Africa's autonomous technology sector is quietly staging one of the most consequential technological leaps of our time.

The increased deployment of drones in Africa is delivering tangible benefits across multiple industries, improving efficiency, cutting costs and expanding access to hard-to-reach areas that traditional infrastructure has long failed to serve.

In many ways, the continent has long been a pioneer in this field. For more than a decade, drone delivery technology has been used in Rwanda to deliver vaccines and blood supplies to remote communities. This wasn't a pilot programme that faded into a footnote. It was a blueprint that the world is only now catching up to.

Can drones really save African lives?

US-based Zipline, a key player in advancing autonomous logistics in Africa, recently signed an agreement with Rwandan officials to expand its operations, a move that signals just how far this vision has come.

"In 2016, Rwanda made a decision that changed health access forever," said Caitlin Burton, CEO of Zipline Africa.

"Rwanda did not ask whether it had been done before. It asked whether it could work and whether it could save lives. They tested it, measured it, and when the data proved the impact, they scaled it. Today, Rwanda is doing it again."

The expansion reinforces Rwanda's position as a global leader in AI, robotics and autonomous logistics, delivering cost-effective, life-saving healthcare to millions. As part of the deal, Zipline will also establish a new AI and robotics testing facility in the country to support aircraft performance trials, safety systems and next-generation logistics software, while helping to develop local talent. Rwanda isn't just adopting technology; it's building the infrastructure to own it.

AI Drones: transforming fields, forests, mines

Beyond healthcare, commercial drone applications are transforming industries that might seem far removed from high-tech innovation.

In drone technology for agriculture, companies such as Aerobotics are using the technology to scan crops, detect pests and improve yields. Its Drone Scan platform uses multispectral cameras and thermal sensors to capture detailed imagery of orchards and vineyards. AI-powered data analytics then processes this information to generate insights that support more informed, data-driven decisions, putting satellite-level intelligence in the hands of individual farmers.

In wildlife conservation, drones are helping park rangers in Kenya and Tanzania track poachers and monitor endangered species across vast reserves, covering in minutes what would take rangers days on foot.

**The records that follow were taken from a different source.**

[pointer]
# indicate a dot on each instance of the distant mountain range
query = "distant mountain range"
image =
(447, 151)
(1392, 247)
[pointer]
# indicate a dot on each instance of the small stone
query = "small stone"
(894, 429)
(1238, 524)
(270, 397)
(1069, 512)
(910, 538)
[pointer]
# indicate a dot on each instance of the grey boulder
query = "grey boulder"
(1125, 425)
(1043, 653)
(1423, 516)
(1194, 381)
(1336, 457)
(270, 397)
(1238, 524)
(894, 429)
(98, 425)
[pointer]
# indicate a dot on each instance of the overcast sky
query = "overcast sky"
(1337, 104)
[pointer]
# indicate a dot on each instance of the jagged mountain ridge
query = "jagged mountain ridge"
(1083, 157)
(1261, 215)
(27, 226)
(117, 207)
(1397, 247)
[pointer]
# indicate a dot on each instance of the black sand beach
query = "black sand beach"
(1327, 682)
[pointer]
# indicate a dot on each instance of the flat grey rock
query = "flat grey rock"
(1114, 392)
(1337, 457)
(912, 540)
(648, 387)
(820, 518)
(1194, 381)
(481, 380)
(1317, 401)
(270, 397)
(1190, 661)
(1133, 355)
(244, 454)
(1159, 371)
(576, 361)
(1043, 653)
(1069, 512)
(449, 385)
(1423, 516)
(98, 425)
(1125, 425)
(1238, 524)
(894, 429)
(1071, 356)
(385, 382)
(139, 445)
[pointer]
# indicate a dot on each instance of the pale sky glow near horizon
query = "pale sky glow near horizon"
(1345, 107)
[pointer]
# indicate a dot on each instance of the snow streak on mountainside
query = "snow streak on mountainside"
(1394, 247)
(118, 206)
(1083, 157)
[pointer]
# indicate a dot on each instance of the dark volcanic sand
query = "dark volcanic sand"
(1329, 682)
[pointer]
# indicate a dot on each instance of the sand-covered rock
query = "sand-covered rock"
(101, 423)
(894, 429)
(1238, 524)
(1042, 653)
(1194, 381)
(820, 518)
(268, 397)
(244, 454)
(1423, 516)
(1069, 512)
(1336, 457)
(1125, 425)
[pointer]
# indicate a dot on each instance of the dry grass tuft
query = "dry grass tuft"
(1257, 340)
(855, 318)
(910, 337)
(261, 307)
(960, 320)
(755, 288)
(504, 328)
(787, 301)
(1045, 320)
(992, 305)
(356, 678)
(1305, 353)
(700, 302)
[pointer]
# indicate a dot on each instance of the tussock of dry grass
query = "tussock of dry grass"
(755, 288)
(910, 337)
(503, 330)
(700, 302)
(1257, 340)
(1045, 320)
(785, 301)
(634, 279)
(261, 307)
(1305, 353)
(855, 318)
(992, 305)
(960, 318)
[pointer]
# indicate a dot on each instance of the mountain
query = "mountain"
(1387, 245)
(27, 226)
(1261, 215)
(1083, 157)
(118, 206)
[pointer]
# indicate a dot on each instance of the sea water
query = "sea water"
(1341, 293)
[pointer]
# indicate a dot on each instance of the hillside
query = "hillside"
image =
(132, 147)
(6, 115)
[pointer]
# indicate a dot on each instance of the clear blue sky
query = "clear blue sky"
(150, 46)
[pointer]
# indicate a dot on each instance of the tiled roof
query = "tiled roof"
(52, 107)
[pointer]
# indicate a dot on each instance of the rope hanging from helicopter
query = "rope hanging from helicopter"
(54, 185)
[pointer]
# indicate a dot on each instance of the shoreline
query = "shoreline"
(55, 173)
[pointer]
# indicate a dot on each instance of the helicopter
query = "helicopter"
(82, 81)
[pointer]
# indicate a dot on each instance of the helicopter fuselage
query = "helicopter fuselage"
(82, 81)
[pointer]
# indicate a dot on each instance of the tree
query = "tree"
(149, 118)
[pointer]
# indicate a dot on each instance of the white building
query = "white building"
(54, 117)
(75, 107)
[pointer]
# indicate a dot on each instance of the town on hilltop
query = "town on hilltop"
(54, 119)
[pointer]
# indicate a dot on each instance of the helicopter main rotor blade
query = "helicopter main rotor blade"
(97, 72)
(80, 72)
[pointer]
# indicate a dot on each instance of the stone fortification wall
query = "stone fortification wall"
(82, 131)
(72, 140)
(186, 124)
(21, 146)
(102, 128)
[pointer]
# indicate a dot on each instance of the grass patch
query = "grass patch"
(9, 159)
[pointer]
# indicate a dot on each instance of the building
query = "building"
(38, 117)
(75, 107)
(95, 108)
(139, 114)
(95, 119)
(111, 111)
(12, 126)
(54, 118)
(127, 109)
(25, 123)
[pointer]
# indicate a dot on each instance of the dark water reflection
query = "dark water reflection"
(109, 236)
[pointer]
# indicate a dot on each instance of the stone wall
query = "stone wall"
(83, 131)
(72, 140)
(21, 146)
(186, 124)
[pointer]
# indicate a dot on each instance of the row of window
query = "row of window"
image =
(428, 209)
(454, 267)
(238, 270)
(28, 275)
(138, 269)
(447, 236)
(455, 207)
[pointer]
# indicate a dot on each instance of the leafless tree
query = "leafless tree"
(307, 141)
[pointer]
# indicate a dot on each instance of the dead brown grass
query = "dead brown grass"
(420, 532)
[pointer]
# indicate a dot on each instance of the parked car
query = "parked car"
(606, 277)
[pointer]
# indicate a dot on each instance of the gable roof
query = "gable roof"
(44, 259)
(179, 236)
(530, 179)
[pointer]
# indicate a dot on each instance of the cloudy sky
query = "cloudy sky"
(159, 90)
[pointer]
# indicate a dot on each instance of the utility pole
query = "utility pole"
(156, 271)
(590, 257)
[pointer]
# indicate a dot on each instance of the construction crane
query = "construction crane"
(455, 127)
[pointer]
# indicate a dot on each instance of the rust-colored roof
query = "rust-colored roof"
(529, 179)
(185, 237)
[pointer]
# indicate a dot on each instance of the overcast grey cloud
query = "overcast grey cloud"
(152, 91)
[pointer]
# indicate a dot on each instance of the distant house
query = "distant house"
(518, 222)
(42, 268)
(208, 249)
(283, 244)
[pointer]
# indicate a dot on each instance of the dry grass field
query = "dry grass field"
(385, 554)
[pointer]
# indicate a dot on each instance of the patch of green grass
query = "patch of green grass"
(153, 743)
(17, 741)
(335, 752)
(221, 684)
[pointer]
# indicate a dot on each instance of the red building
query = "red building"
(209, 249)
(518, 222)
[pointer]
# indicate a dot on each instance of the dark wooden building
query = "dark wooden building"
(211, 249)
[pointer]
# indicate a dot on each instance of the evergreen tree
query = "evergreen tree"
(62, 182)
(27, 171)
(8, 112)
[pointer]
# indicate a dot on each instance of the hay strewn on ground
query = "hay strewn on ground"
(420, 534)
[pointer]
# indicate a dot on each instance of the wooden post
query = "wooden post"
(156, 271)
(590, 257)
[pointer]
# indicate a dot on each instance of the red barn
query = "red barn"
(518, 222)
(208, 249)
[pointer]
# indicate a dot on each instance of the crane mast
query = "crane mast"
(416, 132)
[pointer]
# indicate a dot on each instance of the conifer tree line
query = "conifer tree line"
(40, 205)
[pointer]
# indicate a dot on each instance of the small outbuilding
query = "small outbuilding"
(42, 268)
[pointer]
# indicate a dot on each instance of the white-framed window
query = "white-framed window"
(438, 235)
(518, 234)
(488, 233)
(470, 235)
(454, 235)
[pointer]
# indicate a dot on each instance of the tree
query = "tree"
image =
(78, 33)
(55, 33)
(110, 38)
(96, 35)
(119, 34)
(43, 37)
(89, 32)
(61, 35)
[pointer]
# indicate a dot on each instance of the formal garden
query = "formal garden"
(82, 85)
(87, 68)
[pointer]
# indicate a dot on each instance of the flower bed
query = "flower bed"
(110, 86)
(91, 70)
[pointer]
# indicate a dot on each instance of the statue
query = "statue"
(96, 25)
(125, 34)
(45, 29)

In infrastructure, utilities are deploying industrial drones to inspect power lines, railways and roads more safely and efficiently than manual methods. And underground, where conditions are most hazardous, the results are striking. When Flyability's Elios 3 drone was used to survey a gold mine in Zimbabwe, it achieved 90% survey coverage in an area that previously reached only 50%. The drone required just a single access point, unlike traditional methods that need multiple entry points, slowing the process and increasing risk. It completed the mission in a seven-minute flight, without additional scans, far faster than any handheld alternative.

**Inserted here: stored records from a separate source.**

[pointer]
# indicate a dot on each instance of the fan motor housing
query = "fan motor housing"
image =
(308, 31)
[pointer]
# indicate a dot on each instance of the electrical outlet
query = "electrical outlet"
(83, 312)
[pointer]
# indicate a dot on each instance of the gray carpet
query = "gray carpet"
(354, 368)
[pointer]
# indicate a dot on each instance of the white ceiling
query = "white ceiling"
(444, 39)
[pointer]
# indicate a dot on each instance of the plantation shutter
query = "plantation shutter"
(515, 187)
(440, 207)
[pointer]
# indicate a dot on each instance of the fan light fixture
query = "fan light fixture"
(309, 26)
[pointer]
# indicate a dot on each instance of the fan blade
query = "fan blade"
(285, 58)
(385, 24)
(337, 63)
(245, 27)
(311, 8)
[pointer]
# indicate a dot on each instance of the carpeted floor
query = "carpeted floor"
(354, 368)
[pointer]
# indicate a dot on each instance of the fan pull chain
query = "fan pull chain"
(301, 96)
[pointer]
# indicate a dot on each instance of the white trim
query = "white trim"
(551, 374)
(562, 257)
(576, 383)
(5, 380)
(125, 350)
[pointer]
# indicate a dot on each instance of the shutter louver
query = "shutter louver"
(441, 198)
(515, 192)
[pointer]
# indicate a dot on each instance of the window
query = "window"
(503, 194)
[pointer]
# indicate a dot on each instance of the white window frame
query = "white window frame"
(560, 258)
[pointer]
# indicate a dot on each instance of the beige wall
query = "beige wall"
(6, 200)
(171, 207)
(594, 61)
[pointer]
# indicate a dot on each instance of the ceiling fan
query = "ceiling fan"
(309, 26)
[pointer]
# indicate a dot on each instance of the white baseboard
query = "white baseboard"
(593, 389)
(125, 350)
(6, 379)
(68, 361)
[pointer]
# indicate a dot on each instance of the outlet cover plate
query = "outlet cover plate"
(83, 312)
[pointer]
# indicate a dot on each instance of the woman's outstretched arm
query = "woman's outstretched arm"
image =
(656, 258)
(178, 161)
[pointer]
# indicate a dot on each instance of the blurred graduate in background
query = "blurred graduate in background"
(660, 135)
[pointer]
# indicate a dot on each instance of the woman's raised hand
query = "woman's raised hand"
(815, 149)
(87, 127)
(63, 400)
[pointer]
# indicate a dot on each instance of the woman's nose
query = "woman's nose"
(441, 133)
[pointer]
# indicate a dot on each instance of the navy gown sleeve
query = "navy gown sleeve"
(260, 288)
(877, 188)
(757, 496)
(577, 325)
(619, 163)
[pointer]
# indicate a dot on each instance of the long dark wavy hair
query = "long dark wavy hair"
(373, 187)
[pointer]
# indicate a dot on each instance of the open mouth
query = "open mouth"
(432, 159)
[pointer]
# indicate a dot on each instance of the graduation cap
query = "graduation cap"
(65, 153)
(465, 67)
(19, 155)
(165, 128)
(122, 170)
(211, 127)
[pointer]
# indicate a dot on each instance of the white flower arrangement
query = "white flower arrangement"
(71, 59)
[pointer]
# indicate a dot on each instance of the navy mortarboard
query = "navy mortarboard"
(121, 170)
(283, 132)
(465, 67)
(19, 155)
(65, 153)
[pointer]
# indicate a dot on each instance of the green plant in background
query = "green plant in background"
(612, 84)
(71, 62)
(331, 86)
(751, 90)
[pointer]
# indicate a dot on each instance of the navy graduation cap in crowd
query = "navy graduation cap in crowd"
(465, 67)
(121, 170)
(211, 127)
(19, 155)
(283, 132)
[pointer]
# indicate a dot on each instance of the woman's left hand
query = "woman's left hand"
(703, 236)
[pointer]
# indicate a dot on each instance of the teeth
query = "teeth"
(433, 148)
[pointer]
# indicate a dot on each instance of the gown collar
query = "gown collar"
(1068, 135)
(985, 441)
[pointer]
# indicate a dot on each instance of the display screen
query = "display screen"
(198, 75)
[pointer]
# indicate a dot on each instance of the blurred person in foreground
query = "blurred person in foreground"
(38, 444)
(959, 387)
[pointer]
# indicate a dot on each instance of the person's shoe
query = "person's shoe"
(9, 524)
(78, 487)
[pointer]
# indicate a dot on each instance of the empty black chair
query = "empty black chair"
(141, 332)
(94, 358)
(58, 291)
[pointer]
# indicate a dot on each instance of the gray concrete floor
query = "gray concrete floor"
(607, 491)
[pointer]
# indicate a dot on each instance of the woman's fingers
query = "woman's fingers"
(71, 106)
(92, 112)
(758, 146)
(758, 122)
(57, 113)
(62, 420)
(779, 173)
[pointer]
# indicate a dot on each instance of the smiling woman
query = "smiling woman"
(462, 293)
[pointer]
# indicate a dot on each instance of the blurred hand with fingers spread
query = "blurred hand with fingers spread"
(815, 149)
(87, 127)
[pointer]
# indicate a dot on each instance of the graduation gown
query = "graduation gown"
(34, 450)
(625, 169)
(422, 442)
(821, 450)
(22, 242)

Autonomous ground vehicles enter African markets

The autonomous vehicle technology revolution isn't confined to the skies. As drone technology in Africa spreads, a parallel shift is taking shape on the ground.

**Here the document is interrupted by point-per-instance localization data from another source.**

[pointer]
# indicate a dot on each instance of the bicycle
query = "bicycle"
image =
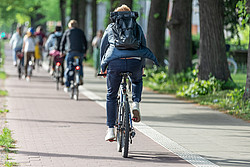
(20, 67)
(58, 62)
(76, 79)
(124, 127)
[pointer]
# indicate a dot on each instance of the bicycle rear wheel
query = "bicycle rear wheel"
(120, 116)
(125, 132)
(57, 78)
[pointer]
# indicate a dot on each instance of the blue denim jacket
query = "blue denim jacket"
(109, 52)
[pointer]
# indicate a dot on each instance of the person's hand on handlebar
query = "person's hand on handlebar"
(105, 72)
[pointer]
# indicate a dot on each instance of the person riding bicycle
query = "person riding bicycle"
(16, 43)
(118, 54)
(40, 35)
(76, 43)
(53, 46)
(29, 43)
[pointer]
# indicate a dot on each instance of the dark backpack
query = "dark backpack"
(125, 30)
(58, 41)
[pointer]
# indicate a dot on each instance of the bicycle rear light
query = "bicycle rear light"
(58, 64)
(77, 67)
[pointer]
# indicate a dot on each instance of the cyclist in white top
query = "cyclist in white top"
(16, 43)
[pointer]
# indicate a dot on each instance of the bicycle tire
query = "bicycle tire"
(76, 94)
(57, 78)
(125, 138)
(118, 131)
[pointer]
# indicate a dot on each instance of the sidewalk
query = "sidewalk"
(53, 130)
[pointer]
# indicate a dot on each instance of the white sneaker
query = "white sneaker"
(110, 134)
(66, 89)
(136, 112)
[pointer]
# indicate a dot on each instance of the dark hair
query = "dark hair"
(58, 28)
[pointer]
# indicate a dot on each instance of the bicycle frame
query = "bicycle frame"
(125, 130)
(76, 80)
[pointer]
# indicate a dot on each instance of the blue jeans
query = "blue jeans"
(115, 67)
(70, 67)
(14, 53)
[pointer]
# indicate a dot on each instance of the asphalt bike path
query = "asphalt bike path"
(53, 130)
(50, 129)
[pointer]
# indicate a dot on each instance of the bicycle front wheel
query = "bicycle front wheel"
(125, 132)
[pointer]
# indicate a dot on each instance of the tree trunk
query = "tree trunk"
(156, 28)
(246, 95)
(212, 50)
(180, 57)
(81, 14)
(63, 11)
(129, 3)
(74, 9)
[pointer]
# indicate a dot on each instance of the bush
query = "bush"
(200, 87)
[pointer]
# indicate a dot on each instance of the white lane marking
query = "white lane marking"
(159, 138)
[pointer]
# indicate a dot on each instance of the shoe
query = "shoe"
(81, 81)
(136, 112)
(110, 136)
(66, 89)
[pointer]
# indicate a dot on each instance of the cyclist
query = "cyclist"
(53, 46)
(96, 45)
(16, 43)
(41, 38)
(121, 58)
(76, 46)
(29, 43)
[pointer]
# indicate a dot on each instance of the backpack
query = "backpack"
(40, 39)
(57, 43)
(125, 30)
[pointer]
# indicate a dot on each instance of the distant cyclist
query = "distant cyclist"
(96, 50)
(53, 46)
(123, 49)
(40, 35)
(73, 43)
(16, 43)
(29, 43)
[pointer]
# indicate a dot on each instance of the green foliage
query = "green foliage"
(6, 140)
(200, 87)
(242, 12)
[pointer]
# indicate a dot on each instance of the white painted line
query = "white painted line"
(159, 138)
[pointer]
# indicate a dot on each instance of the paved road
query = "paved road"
(52, 130)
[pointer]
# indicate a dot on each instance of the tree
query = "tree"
(180, 58)
(246, 15)
(156, 28)
(82, 14)
(212, 50)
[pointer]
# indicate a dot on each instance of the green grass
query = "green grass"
(6, 140)
(239, 79)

UAE-based Micropolis Robotics recently signed an agreement with AfricAI Limited to develop three customised autonomous ground vehicles (AGVs), alongside a multi-year distribution deal across several African markets. The vehicles will be tailored for police and public safety, border control and remote surveillance, as well as agricultural automation.

Under the agreement, AfricAI will hold exclusive distribution rights in the Economic Community of West African States (ECOWAS), South Africa, the Democratic Republic of Congo and Tanzania, a footprint that spans some of the continent's most strategically significant markets.

"Africa is a dynamic and rapidly evolving region with increasing demand for intelligent automation solutions," said Fareed Aljawhari, CEO of Micropolis Robotics.

The age of drones and autonomous technology in Africa, though still in its infancy, is truly upon us. And if history is any guide, the continent won't just adopt this technology. It will shape it.